Carolyn Stern (born December 26, 1939), better known by her stage name Cathy Carroll, is an American pop singer. She first recorded for the Triodex label in 1961, with members of the Earls and the 4 Evers singing backing vocals. Her single "Jimmy Love" reached #11 on the WLS Chicago survey and was a Top 10 hit in several cities.

She later recorded "Poor Little Puppet" at Warner Brothers, which became her only Billboard Hot 100 entry, peaking at No. 91. She also recorded a cover of Johnnie Ray's "Cry", and cut further recordings in the early 1960s for the Philips, Cheer, Musicor, and Dot labels. Her recordings included an answer version to Brian Hyland's "Ginny Come Lately", and a version of Cliff Richard's UK number one "The Young Ones".

Carroll was portrayed as the "typical American girl" and went on a sponsored tour of 100 radio stations.
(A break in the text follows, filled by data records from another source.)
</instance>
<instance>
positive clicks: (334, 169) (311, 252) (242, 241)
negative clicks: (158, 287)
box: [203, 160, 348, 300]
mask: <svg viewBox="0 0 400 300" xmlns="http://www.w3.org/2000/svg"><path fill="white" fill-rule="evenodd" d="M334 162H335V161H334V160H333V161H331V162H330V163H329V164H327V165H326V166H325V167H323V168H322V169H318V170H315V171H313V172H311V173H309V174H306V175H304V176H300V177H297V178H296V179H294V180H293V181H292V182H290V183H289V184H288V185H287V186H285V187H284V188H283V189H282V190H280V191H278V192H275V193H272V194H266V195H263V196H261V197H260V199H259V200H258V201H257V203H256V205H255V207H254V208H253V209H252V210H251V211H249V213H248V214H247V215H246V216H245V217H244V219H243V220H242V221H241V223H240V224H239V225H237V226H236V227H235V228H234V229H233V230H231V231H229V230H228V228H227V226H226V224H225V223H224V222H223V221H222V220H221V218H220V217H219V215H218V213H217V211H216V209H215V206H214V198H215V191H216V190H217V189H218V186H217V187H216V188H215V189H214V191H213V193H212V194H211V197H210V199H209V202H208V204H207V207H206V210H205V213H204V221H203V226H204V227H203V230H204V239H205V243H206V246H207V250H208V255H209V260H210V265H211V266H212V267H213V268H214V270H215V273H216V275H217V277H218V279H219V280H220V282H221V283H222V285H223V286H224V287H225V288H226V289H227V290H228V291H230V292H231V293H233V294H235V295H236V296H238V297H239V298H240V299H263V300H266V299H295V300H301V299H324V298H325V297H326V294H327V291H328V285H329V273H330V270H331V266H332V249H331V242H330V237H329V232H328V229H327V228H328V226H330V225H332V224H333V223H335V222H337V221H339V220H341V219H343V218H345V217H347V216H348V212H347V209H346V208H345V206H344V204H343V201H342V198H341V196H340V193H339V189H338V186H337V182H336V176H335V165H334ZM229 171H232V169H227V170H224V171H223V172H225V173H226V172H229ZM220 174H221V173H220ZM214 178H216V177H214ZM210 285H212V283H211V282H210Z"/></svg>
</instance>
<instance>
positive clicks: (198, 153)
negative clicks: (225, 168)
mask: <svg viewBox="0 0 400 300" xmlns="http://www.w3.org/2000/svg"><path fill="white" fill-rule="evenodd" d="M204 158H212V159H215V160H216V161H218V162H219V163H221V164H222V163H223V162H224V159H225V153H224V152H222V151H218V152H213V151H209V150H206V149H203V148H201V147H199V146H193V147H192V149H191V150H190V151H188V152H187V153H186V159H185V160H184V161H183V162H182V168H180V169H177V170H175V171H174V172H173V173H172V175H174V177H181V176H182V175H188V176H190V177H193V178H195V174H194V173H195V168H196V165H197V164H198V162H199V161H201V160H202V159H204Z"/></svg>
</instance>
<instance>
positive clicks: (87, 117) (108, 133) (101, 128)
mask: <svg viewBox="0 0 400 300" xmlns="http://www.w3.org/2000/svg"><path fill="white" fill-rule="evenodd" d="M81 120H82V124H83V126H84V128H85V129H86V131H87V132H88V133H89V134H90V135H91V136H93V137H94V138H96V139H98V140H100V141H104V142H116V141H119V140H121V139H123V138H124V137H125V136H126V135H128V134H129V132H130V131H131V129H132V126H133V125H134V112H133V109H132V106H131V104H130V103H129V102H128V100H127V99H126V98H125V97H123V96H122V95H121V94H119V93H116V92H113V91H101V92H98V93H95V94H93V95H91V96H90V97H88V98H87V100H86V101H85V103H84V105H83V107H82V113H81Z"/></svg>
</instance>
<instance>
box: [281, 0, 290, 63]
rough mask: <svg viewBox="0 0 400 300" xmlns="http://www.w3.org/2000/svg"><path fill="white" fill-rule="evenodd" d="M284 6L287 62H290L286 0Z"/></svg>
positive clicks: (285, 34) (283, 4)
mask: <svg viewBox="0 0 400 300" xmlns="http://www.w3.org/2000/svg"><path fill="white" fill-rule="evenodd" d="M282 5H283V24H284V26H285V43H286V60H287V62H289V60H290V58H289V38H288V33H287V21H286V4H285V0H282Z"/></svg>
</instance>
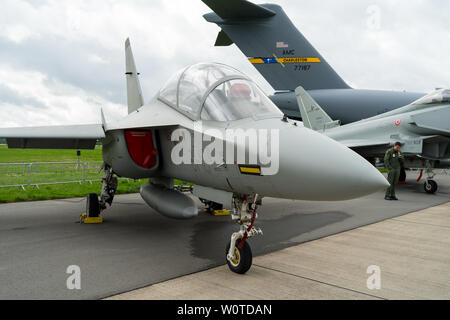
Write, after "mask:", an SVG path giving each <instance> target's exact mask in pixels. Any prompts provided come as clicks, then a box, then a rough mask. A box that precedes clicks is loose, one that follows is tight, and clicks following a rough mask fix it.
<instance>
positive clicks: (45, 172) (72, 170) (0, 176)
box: [0, 161, 103, 188]
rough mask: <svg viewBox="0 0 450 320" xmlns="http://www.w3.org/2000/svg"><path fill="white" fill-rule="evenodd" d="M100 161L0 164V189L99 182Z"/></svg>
mask: <svg viewBox="0 0 450 320" xmlns="http://www.w3.org/2000/svg"><path fill="white" fill-rule="evenodd" d="M101 165H102V162H101V161H90V162H35V163H0V188H7V187H22V188H25V187H26V186H40V185H48V184H62V183H83V182H93V181H101V180H102V177H103V173H100V172H99V171H100V167H101Z"/></svg>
In 1967 she married Bob Halley, who wrote and produced the songs for her Dot and Rotate Records releases, as well as inking the orchestrations. She retired from music in the 1970s to raise her two children, a son (Ronald Scott) born in 1968 and a daughter (Jennifer) born in 1976.

In the 2000s, the Cheer label issued a 24-track CD of her complete works.